Capital Stock and Earnings Per Share
Capital Stock – The Company is authorized to issue 2,000,000 shares of preferred stock of $1.00 par value, none of which is outstanding. The Company's common stock has a par value of $0.01 per share. Share information regarding the Company's common stock at December 31, was as follows:
| | | | | | | | | | | |
| 2025 | | 2024 |
| Common stock shares: | | | |
| Authorized | 800,000,000 | | | 800,000,000 | |
| Issued | 172,580,640 | | | 171,982,732 | |
| Outstanding | 111,659,337 | | | 124,278,925 | |
| | | |
| Treasury stock shares | 60,921,303 | | | 47,703,807 | |
On November 5, 2025, the Company entered into an accelerated share repurchase agreement (ASR) with Goldman Sachs & Co. LLC (Goldman) to repurchase an aggregate of $200 million of the Company’s shares of common stock. Under the ASR, the Company paid $200 million to Goldman and received an initial delivery of 6,291,781 shares of the Company's common stock on November 6, 2025, representing 80% of the payment amount divided by the Company's closing share price on November 5, 2025.
On February 13, 2026, Goldman settled the ASR by delivering 3,147,971 shares of the Company's common stock, resulting in a total delivery of 9,439,752 shares under the $200 million ASR, with the initial delivery treated as shares repurchased in 2025 and the remaining shares treated as shares repurchased in 2026. The total number of shares purchased by the Company pursuant to the ASR was based on the volume-weighted average price of the Company's common stock, less a discount, during the repurchase period. The amount delivered on February 13, 2026 represents the difference between the initially delivered shares and the total number of shares purchased.

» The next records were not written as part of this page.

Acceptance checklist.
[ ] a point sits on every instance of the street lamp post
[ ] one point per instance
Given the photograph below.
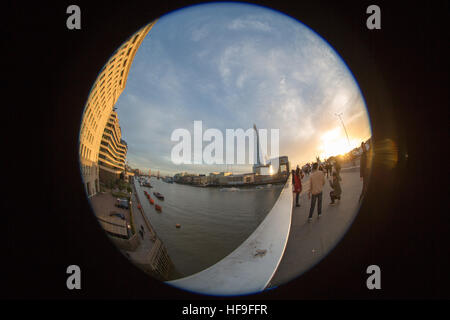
(339, 115)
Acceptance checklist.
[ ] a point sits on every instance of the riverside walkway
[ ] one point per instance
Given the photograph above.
(308, 243)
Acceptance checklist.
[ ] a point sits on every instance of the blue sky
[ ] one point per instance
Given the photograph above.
(232, 65)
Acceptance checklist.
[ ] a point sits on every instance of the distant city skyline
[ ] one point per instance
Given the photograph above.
(233, 65)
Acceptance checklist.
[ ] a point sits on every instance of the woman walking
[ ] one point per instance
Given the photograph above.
(297, 183)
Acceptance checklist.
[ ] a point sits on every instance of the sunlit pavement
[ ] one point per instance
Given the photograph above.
(308, 242)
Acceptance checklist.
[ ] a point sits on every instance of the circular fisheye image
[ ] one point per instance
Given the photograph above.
(225, 148)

Discretionary share repurchases, including shares repurchased pursuant to the ASR, were $347.5 million or 13.1 million shares, $450.0 million or 12.5 million shares and $350.0 million or 10.2 million shares during the years ended December 31, 2025, 2024 and 2023, respectively. Share repurchases of common stock that employees surrendered to satisfy withholding taxes in connection with the vesting of restricted stock units (RSUs) and performance shares were $5.8 million or 0.2 million shares, $9.8 million or 0.3 million shares, and $14.0 million or 0.3 million shares during the years ended December 31, 2025, 2024 and 2023, respectively, as discussed further in Note 16.
The Company paid cash dividends of $0.72, $0.69, and $0.66 per share during the years ended December 31, 2025, 2024, and 2023, respectively.

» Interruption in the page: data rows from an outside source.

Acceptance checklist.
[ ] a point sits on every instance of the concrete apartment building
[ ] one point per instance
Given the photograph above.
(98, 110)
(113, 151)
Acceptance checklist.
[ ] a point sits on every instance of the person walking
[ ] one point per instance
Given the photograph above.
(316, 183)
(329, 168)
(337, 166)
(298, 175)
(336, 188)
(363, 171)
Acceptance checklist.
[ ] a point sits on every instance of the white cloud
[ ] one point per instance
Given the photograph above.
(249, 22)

Earnings Per Share – The computation of basic and diluted earnings per share for the years ended December 31, was as follows (in thousands except per share amounts):
| | | | | | | | | | | | | | | | | |
| 2025 | | 2024 | | 2023 |
| Net income attributable to Harley-Davidson, Inc. | $ | 338,738 | | | $ | 455,357 | | | $ | 706,586 | |
Adjustment(a) | (1,067) | | | — | | | — | |
Net income attributable to Harley-Davidson, Inc. - dilutive | 337,671 | | | 455,357 | | | 706,586 | |
| | | | | |
| Basic weighted-average shares outstanding | 120,073 | | | 131,447 | | | 142,378 | |
Effect of dilutive securities | 1,184 | | | 841 | | | 2,725 | |
| Diluted weighted-average shares outstanding | 121,257 | | | 132,288 | | | 145,103 | |
| Earnings per share: | | | | | |
| Basic | $ | 2.82 | | | $ | 3.46 | | | $ | 4.96 | |
| Diluted | $ | 2.78 | | | $ | 3.44 | | | $ | 4.87 | |
(a)Represents HDFS earnings held by non-controlling interest holders which was adjusted to arrive at net income attributable to Harley-Davidson, Inc. on a dilutive basis as the dilutive earnings per share calculation assumes the securities held by non-controlling interest holders that can be exchanged for Harley-Davidson, Inc. shares were exchanged for Harley-Davidson, Inc. shares as of the time of issuance under U.S. GAAP.
The Company's dilutive securities relate to its employee stock compensation plan as well as securities representing a 9.8% non-controlling interest in the HDFS business that can be exchanged for Harley-Davidson, Inc. common stock. The dilutive securities related to the HDFS non-controlling interests can be exchanged for Harley-Davidson common stock based on the 30-day volume weighted average price of the Company's common stock and a multiple of approximately 1.75x HDFS post-transaction equity carrying value. The non-controlling interest holders may exchange their interests beginning in the fourth quarter of 2032 or in the event of a change of control of Harley-Davidson, Inc. The number of shares received by the non-controlling interest holders cannot exceed 4.9% of the Company's outstanding common stock. Starting in the fourth quarter of 2028, the Company has the right to repurchase the counterparties' ownership interests in HDFS using cash that would otherwise be available to the Company in the form of a dividend from HDFS; however, the Company may not purchase any more than one-third of the counterparties' HDFS ownership in an individual year.
Shares of common stock related to share-based compensation that were not included in the effect of dilutive securities because the effect would have been anti-dilutive include 1.8 million, 0.8 million and 1.0 million shares during 2025, 2024 and 2023, respectively.